IFC suggests that incorporating more data in the credit risk assessment models will push the model curve upwards, increasing the area between the bowed model curve and the 45-degree line and hence will improve the model’s ability to distinguish between a good borrower and a bad borrower.
Alternative data provides insight into the customer and these insights can transform into metrics or scores which can be consumed by retail lenders for risk assessment.
Retail lending risk assessment consists of three major modules:
Lenders have traditionally relied on income estimates and the debt-to-income ratio as a metric to determine the ability to pay. Surrogates generated from alternative data enable lenders to complete a holistic assessment, more so in primarily informal emerging economies such as India. For example, a sum of monthly cash deposits into an account in addition to payments received through cards or m-wallets such as Paytm is a substitute for income of a mom-and-pop store owner in a tier-2 Indian city.
Credit history and performance on previous loans have been traditionally used to assess the borrower’s intention to pay.
With a sizable demand for credit coming from new-to-credit borrowers, it is growing at 16 million every year. With a very low credit bureau penetration, alternative data sources provide an economic opportunity for creditworthiness assessment. Telco data, rent, and utility bills payments history act as a substitute to assess intention-to-pay for a new-to-credit salaried borrower.
Operationally costly and manually intensive, lenders go through field visits, multiple calls, and manual verifications to ascertain basic personal information like identity, address, etc.
Verification costs can be reduced with the adoption of innovative technologies and solutions. With over 90% Aadhaar penetration, the number of Indian social media users increasing at 31% YoY and availability of accurate location data due to a 500% increase in the number of 4G-enabled smartphones from 47 million in 2015 to 218 million in 2017, lenders can verify the identity and addresses as well as identify the home address and work address for a mom-and-pop shop owner in a tier-2 Indian city.
Incorporating alternative data marks a landmark change in the complete risk management process for retail lenders.
Like for any mom-and-pop shop in a tier-2 city, lenders find it difficult to assess credit risk for most of the 64 million micro, small & medium enterprises’ owners, and millions of salaried Indians who are not covered by credit bureaus. Alternative data provides the lenders with additional sources to gather insights about the borrowers.
Alternative data has the potential to improve risk assessment for retail lenders. To capitalize on the alternative data sources, retail lenders will have developed cutting-edge data science and technological capabilities.
Traditional lenders have consistently partnered with technology companies and digital lenders to enable themselves with capabilities to extract value from alternative data.
For example, the Foundation for International Community Assistance (FINCA) partnered with First Access for what they claimed to be the largest alternative credit scoring approach by a microfinance institution (MFI) in the world.

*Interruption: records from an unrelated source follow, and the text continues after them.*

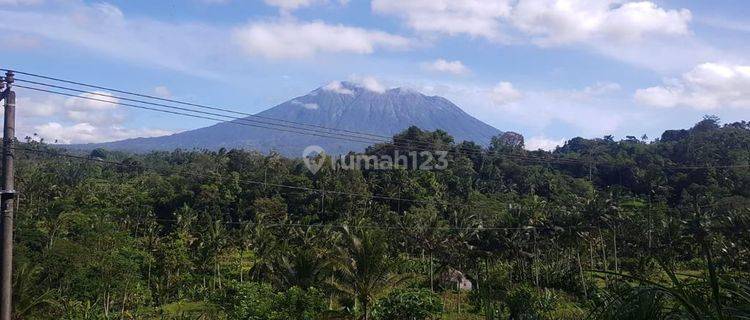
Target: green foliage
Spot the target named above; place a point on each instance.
(408, 304)
(194, 234)
(258, 301)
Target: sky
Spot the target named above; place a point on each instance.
(548, 69)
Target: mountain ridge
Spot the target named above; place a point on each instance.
(340, 106)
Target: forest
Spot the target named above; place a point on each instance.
(604, 228)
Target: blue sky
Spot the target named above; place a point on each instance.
(549, 69)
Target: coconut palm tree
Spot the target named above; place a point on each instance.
(363, 268)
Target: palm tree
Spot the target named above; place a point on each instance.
(363, 268)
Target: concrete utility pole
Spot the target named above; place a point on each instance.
(7, 196)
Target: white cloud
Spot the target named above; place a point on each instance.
(543, 143)
(442, 65)
(290, 4)
(556, 22)
(337, 87)
(537, 111)
(29, 108)
(162, 92)
(707, 86)
(637, 32)
(104, 29)
(504, 93)
(547, 22)
(292, 39)
(372, 84)
(98, 100)
(477, 18)
(306, 105)
(20, 2)
(86, 133)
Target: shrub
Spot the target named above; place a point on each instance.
(258, 301)
(408, 304)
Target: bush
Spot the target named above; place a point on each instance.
(408, 304)
(258, 301)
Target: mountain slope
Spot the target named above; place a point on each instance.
(338, 105)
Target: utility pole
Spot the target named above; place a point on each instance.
(7, 196)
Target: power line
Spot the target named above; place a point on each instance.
(186, 114)
(188, 103)
(293, 129)
(245, 119)
(396, 141)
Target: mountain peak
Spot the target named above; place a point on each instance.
(363, 106)
(370, 85)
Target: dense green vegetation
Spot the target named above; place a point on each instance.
(599, 228)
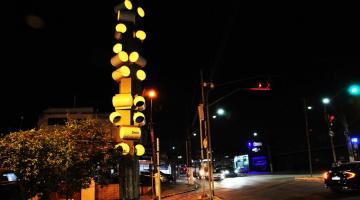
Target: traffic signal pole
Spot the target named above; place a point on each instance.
(207, 139)
(128, 117)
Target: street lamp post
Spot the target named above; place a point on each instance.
(207, 140)
(156, 163)
(326, 101)
(307, 135)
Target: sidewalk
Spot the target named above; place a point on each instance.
(314, 177)
(171, 189)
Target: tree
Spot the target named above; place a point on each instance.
(61, 158)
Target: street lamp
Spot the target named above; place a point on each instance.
(156, 162)
(307, 134)
(326, 101)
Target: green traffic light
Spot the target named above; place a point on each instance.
(354, 90)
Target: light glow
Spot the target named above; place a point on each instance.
(141, 12)
(120, 28)
(140, 34)
(141, 75)
(350, 175)
(134, 56)
(117, 48)
(128, 4)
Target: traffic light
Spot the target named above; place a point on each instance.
(128, 62)
(354, 90)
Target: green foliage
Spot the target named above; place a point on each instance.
(62, 158)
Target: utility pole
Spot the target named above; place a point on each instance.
(346, 134)
(207, 140)
(201, 119)
(307, 136)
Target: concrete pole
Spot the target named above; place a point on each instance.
(157, 181)
(307, 136)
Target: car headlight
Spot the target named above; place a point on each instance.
(349, 174)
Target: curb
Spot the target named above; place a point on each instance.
(315, 179)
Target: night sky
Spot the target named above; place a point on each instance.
(55, 52)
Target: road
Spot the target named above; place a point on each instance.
(270, 187)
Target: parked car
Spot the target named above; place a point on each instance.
(343, 177)
(218, 175)
(145, 177)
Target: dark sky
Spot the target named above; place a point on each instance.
(55, 51)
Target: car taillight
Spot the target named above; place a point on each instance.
(326, 175)
(349, 175)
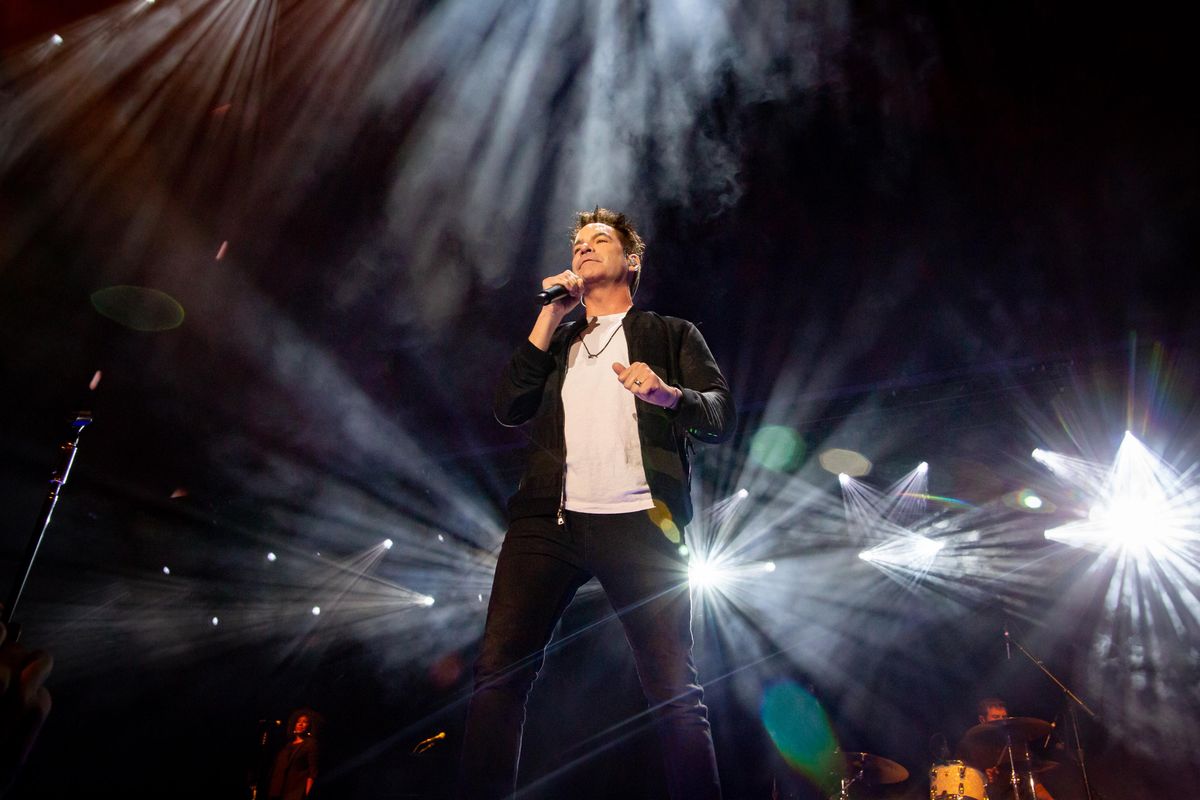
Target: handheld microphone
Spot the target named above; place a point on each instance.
(550, 295)
(421, 746)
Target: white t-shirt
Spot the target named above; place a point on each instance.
(604, 453)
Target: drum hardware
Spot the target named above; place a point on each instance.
(869, 770)
(1072, 702)
(955, 781)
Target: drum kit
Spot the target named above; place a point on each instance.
(1003, 744)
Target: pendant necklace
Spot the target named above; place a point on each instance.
(597, 354)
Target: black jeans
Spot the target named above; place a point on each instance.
(540, 567)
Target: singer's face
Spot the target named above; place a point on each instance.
(598, 256)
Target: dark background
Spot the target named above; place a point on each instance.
(969, 232)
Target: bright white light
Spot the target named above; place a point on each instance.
(705, 575)
(1141, 506)
(906, 552)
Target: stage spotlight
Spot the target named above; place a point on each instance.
(705, 575)
(1143, 506)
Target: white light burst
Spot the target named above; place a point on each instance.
(1143, 506)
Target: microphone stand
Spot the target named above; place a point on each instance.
(58, 480)
(1073, 701)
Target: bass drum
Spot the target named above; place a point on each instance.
(957, 781)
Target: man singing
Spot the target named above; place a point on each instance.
(613, 400)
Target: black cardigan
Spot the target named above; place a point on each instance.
(531, 389)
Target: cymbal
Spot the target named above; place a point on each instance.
(875, 770)
(999, 732)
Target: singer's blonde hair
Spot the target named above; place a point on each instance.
(630, 240)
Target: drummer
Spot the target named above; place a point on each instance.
(994, 762)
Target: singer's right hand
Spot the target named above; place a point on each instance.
(574, 284)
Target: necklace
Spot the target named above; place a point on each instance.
(597, 354)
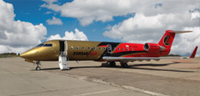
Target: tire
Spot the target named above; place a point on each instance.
(37, 68)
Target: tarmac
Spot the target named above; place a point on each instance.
(174, 77)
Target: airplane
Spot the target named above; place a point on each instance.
(69, 50)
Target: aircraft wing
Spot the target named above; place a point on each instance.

In 2016, India’s largest bank, State Bank of India (SBI) launched SBI e-Smart SME, a working capital loan offering for sellers on e-commerce platforms, which moves away from traditional lending based on financial statements like balance sheet and income tax returns; and instead uses proprietary platform data and surrogate information from public domain to assess the seller’s creditworthiness for loan sanctioning. The product is launched in partnership with Snapdeal – India’s largest online marketplace, with the widest assortment of 20 million+ products across 500+ diverse categories from thousands of regional, national, and international brands and retailers.
The power of alternative data is believed to be revolutionary. It remains to be seen whether the lenders will give it a chance or not.